Win or lose, Jones' future serves as a fascinating subplot to events in Yokohama. The 59-year-old has flatly refused to engage on what lies ahead for a coach who is at the very top of his game. In reaching the final he has already exceeded the target needed to trigger the two-year extension agreed with Twickenham lasting until 2021, but there will now undoubtedly be moves to tie him down until the next World Cup in France. Rudderless Australia are a genuine alternative as Jones has unfinished business with the Wallabies and Michael Cheika has left his post, but with most of the current England team set to be around for France 2023 and the Rugby Football Union happy to give him the resources he needs – even at a time of austerity for the governing body – he will surely stay.
Fifty for Kolisi
Jones' future may be laced with uncertainty but Springboks coach Rassie Erasmus has confirmed he will step down after the final. Just as significant, however, is the 50th cap that will be won by Siya Kolisi – the nation's first black Test captain. Rugby is viewed as a unifying force in South Africa and with the popular Kolisi at the helm, the nation has an inspirational figure to rally behind. Yet the appointment had far more humble origins. Erasmus: "My plan never was this big thing to get the country behind us. Siya was actually the best Super Rugby-performing team captain and that's the reason why he became captain of the Springboks.

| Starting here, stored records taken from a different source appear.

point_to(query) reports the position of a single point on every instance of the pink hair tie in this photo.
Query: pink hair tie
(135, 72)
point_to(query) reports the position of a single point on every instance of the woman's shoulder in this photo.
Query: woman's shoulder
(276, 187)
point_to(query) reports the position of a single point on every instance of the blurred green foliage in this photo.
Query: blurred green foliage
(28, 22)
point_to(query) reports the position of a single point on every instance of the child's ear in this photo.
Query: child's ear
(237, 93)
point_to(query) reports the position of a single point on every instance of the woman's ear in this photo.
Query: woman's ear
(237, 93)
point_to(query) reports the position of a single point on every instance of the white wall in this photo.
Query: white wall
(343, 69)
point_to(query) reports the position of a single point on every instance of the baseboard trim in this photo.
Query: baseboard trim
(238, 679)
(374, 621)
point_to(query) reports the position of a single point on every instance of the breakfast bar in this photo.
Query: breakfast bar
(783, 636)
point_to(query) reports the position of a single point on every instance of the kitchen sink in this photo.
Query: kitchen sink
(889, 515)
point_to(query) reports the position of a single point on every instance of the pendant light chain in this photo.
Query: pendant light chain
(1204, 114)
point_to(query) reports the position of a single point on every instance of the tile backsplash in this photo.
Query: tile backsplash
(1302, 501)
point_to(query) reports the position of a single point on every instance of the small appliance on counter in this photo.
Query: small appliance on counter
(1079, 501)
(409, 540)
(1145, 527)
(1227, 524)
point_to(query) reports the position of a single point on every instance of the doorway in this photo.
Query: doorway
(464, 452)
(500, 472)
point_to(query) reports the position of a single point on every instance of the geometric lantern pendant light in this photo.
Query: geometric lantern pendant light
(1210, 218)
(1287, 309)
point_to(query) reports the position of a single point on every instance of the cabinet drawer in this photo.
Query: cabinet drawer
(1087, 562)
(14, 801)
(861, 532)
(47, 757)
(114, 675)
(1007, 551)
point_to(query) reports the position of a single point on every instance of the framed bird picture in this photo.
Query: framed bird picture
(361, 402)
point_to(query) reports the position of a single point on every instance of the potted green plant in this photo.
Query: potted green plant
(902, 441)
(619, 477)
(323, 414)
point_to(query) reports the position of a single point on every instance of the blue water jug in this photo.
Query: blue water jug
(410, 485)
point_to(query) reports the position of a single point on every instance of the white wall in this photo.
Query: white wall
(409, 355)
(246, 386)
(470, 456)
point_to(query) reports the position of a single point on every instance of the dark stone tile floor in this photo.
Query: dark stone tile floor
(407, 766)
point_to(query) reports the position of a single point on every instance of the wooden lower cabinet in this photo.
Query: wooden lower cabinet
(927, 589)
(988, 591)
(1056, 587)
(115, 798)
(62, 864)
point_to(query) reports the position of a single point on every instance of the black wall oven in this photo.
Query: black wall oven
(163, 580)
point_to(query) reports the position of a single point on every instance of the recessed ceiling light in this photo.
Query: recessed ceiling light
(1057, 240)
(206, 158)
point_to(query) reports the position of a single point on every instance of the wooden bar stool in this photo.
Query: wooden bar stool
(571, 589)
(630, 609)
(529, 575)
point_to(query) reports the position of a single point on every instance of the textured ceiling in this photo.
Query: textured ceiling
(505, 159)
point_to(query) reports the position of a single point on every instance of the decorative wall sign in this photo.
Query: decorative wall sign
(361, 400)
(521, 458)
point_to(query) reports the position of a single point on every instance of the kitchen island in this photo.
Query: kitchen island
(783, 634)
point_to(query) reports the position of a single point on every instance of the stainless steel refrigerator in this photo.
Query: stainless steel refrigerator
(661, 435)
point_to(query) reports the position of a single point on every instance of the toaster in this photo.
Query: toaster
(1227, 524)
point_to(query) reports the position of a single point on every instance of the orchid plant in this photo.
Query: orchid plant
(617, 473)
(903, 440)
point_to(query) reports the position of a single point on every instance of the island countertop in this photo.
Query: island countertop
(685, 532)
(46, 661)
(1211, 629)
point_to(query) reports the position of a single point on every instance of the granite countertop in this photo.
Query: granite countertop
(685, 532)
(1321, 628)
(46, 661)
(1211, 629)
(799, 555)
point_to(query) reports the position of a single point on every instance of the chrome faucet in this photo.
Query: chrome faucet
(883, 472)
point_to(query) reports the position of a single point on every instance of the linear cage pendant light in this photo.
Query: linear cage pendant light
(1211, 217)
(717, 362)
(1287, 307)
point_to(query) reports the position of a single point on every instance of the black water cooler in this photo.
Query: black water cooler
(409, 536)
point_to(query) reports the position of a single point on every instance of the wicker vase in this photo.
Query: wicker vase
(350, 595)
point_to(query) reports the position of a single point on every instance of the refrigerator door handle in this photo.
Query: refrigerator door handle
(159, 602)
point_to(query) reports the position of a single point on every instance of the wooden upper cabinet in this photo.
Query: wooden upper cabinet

I was naive not to think it would be a massive thing. It's his 50th Test and this is a fitting and wonderful occasion for him as the first black captain. Now it's also sunk into me. I understand how big it is. I'm not so naive any more."
Mind the back door
South Africa's conservative tactics at the World Cup have been described as 'anti-rugby' and they have undoubtedly won few hearts and minds. They know their strengths – a monstrous pack, shrewd half-backs with wicked boots and a powerful inside centre. All evidence in Japan to date points to another forward-led assault, not least because of their six-two split between forwards and backs on the bench, but they played some quality rugby while winning this year's Rugby Championship and Jones is ready for a daredevil ambush from their "cunning" coach Erasmus.
England's to lose
Regardless of what South Africa throw at them, England should emerge winners. If they are able to scale the heights seen against New Zealand, they will fully justify their status as strong favourites. The Springboks' greatest asset is their pack, but the English eight are even more formidable, bristling with aggression and bursting with skills. The half-backs are brilliantly matched and so too the midfields, but England have greater threats across the back three. It will be a test of Red Rose psychology as much as anything and, with Jones having pushed the right buttons throughout the World Cup so far, there is no reason to doubt they will rise to the occasion.